Machines and humans are now nearly identical, at least in their ability to distinguish between dogs and cats in photographs, to identify objects, and to differentiate between people.

Until recently, when the impact of AlphaGo and the numerous successes of deep learning were announced, most experts were not sure if communication between machines and humans would be possible, or whether machines would be able to understand human language and communicate with humans in the near future. It was negative.



However, the recently released ChatGPT has changed people's thinking about these questions a bit.

Of course, ChatGPT is not really capable of human-like communication.

However, many people who have used ChatGPT agree that 'it is very likely' to the question 'Will machines understand human speech in the future?'

Even to the question that I would like to answer even this kind of thing, the answer is quite complete.


to understand the language


I received an e-mail from a foreign lawyer I recently met, asking me to have lunch with him.

In the past, I would think of sentences in English, write a draft, get proofread by an English teacher I know for a fee, and send a reply.

But this time, after deleting the names of people from the above emails on ChatGPT, 'I got this email.

I asked for an answer.

To be honest, I got better writing than the first draft I wrote.



In the end, ChatGPT answered 'maybe' to the question of whether understanding a language is enough to understand the relationship between words, and if so, just learning more variables with more data. .

And this question is the same as the question of whether the specialness of our human brain can be imitated with just a lot of connections.

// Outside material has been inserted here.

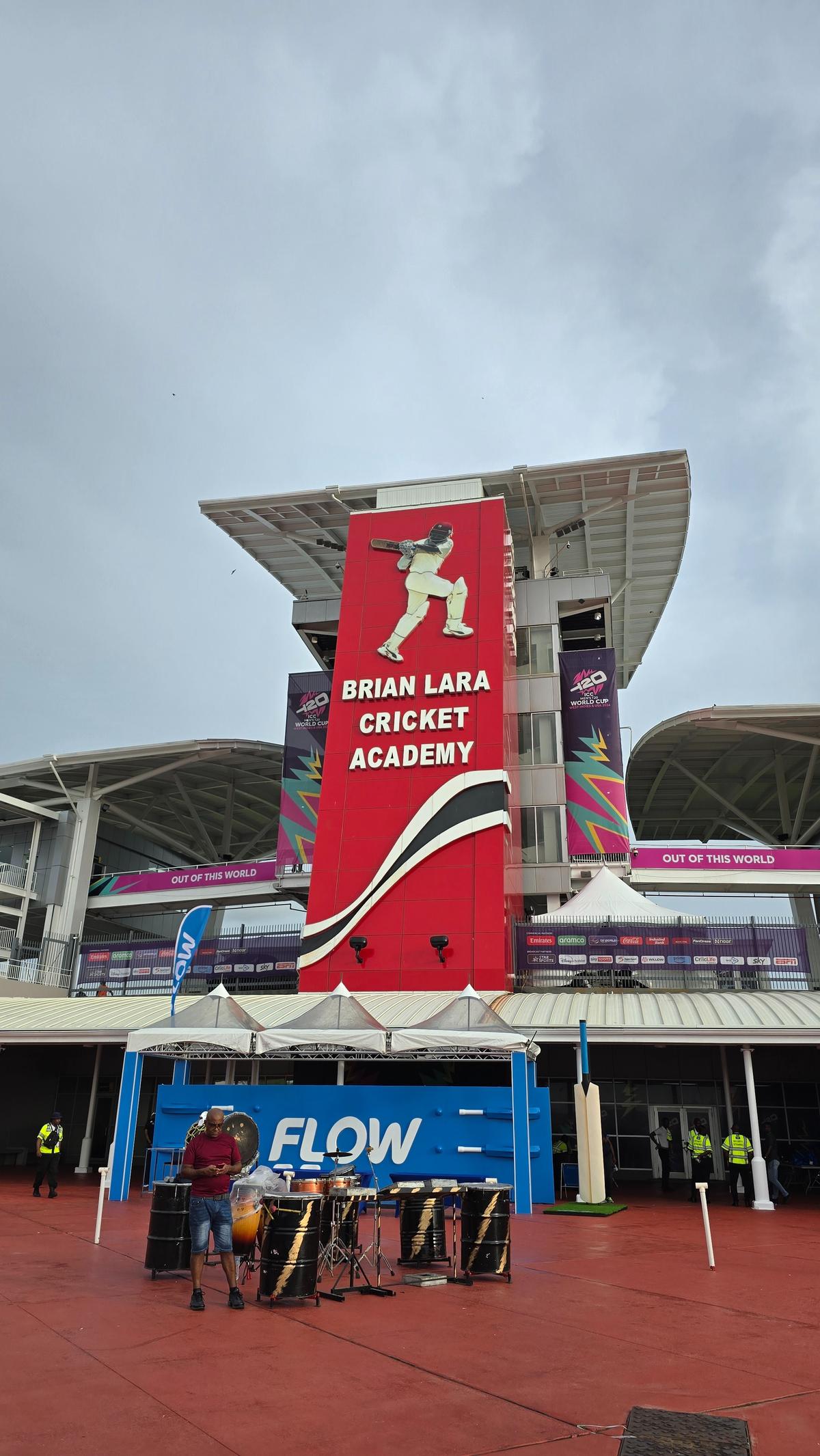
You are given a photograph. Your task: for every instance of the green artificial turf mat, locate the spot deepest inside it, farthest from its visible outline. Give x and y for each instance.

It was when I saw the concept of 'Word2Vec' that I first got the impression that language might be a very simple matter.

This is a way to map words, or concepts, to vectors in virtual space.

Simply put, if you subtract the man from the concept of king and add the woman, you get a queen.

This enables logical operations between concepts.

Naturally, if you make the space very large and make the sentence, which is the relationship between concepts, a vector again, it gives you the feeling that operations between sentences will be possible.

ChatGPT shows that it can do just that.



And my experience of 'understanding' also leans toward a positive answer to this question.

I often tell my students that if they want to make sure they understand a concept, they should see if they can use the concepts they already know to express the newly learned concept, and if they can express it in a variety of ways.

This is also the task of making sure that the new concept is settled in the brain through the relationship between other concepts.



▶See the New York Times column: The path through which ChatGPT dominates democracy


The concerns of data scientist Nathan Sanders and security expert Bruce Schneier, published in the New York Times on the 15th, are based on this prospect.

They warn that although ChatGPT and related technologies are lacking, if we can imitate humans very similarly, democracy, the system that maintains our society today, could be at risk.



Their first concern is influencing people's thinking through actions such as comments in online spaces.

Without ChatGPT, at least for this kind of work, we had to hire people who could do it for a considerable fee.

However, ChatGPT can mimic humans similarly, thus greatly reducing its cost.

Now, if there are thousands of plausible, one-sided comments on a really lopsided issue, you have to wonder if that many people really think that way.



Their bigger concern is the future hacking of democratic institutions by AI.

A prime example is the American lobbying system, which is rather unfamiliar to us.